Very good points that relate to more than just Kindle vs iPad design. Too many 'brilliant' and 'cutting-edge' designs sacrifice users' goals and purposes at the altar of looking good over being good for those using them.

I'm not sure this writer understands the purpose and function of wireframes.

Wouldn't it be nice to create prettier, more detailed versions of wireframes that can include all sorts of fancy icons, buttons and placeholders? With the Layout Lab's Web + Mobile UI PSD Bundle, you can do exactly that. Even better, you can work right in Photoshop.

And in answer? No, no I would not like prettier, more detailed wireframes with fancy icons and whatever else prettified is in there.

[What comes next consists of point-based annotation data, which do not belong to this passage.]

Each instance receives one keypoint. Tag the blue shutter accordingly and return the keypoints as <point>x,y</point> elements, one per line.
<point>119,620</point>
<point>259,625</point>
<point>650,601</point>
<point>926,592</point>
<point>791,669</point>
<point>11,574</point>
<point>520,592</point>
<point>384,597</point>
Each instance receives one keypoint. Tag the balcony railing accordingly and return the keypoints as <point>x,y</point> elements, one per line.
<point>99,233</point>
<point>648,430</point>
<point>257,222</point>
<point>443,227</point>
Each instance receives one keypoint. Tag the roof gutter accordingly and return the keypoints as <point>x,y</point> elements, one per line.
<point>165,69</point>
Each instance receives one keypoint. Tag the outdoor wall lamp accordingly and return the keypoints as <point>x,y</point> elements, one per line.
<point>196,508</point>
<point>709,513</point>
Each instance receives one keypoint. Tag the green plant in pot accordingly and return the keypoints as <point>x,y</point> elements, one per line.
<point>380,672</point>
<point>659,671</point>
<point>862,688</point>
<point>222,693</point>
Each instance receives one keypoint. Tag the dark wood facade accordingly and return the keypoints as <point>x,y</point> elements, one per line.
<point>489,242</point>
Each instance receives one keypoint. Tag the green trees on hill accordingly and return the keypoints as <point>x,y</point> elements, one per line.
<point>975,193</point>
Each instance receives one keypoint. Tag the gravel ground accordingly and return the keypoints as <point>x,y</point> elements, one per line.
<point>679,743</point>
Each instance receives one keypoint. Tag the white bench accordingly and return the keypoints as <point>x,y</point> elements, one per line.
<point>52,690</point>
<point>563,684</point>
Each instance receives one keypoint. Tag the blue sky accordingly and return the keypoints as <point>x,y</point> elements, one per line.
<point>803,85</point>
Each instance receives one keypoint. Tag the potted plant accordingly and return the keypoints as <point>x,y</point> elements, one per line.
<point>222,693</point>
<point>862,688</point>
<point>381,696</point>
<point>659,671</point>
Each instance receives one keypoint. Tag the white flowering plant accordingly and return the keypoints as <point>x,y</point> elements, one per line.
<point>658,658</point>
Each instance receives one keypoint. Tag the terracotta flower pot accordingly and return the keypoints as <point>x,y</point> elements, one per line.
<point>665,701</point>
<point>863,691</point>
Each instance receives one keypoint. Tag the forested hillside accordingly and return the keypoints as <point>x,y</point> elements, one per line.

Where I'm concerned, as long as information is conveyed clearly, the uglier and more unpolished-looking the better when it comes to wireframes. ._.

How not to use Helvetica Neue "Lighter"

Oh my eyes. Best (or is that worst) part is, the use of Helvetica Neue "Lighter" (not even the actual Helvetica Neue Light) was obviously intentional. Whoever designed this thought it was a good idea to make it look like this.

And they couldn't even get the implementation of their terrible idea right by using @font-face. Helvetica Neue doesn't come with the OS you know... If you really want it to look like that, so much so that you make it integral to your design and sit it on top of your font stack, then license the font.

Considering the client, one would think there's enough money for that.

P.S. If you don't have Helvetica Neue Light installed on your computer, thank your lucky stars, you'll actually be able to read the page.